We can already observe how certain coloured overlays help alleviate these symptoms in traditional reading materials. Telsia extends this concept to digital displays by applying a customizable colour filter that reduces the specific wavelengths of light responsible for triggering visual stress.
How Telsia Supports Dyslexic Readers
While dyslexia is primarily a language-processing difference, research suggests a significant number of dyslexic individuals also experience symptoms of Visual Stress. For these readers, the "mechanical" act of looking at a screen consumes so much cognitive energy that little is left for comprehension.

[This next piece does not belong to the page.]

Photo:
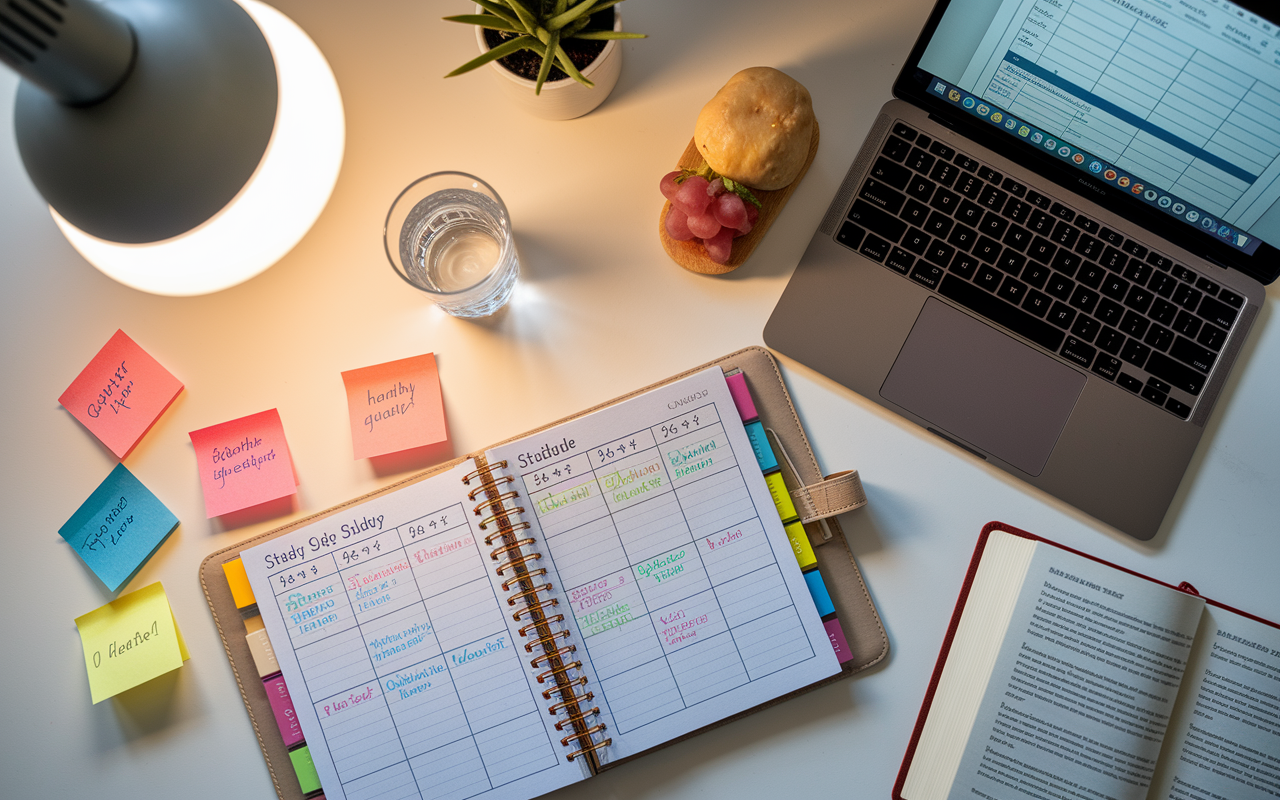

Telsia bridges this gap by addressing three key areas:
- Reducing "Visual Noise": For many, high-contrast black text on white backgrounds appears to vibrate, blur, or swirl. By softening the contrast through customizable colour filters, Telsia "anchors" the words, making the text appear more stable and clear.
- Alleviating Pattern Glare: The repetitive lines of text on a screen can create a striped effect that overstimulates the visual cortex. Telsia’s filters dampen this effect, reducing the physical discomfort and "brain fog" often associated with long-form digital reading.
- Increasing Fluency and Stamina: When the eyes aren't fighting against harsh light and moving text, reading becomes less exhausting. This allows dyslexic users to read for longer periods with improved focus and better retention of the material.
The Cortical Hyperexcitability Theory
Telsia is designed around the Cortical Hyperexcitability Theory. Research suggests that certain individuals possess a visual system that is hypersensitive to specific wavelengths of light. When these wavelengths are present, the neurons in the visual cortex fire excessively, creating "neural noise" that makes focusing difficult.
By applying a digital colour filter (a coloured overlay), Telsia modifies the light reaching your eyes. This "quiets" the overactive neurons, reducing the visual discomfort often associated with reading on digital displays.
Why Customization Matters
Science shows that there is no "one-size-fits-all" colour. The specific wavelength that calms the visual cortex is highly individual. This is why Telsia provides a full-spectrum colour picker, allowing you to fine-tune the Hue and Intensity to find the exact "sweet spot" for your unique visual system.
Key Research & Citations
Reducing Neural Noise: Precision tints measurably reduce cortical activation in response to stressful visual stimuli.
Source: Wilkins, A. J. (2025). Vision Research.
Reading Endurance: Reducing visual stress allows for longer reading periods with fewer symptoms like "letter jumping".
Source: Suttle & Conway. (2025). Clin. Exp. Optometry.
Screen Fatigue: Adjusting luminance and hue significantly decreases the "visual attack" of high-contrast digital text.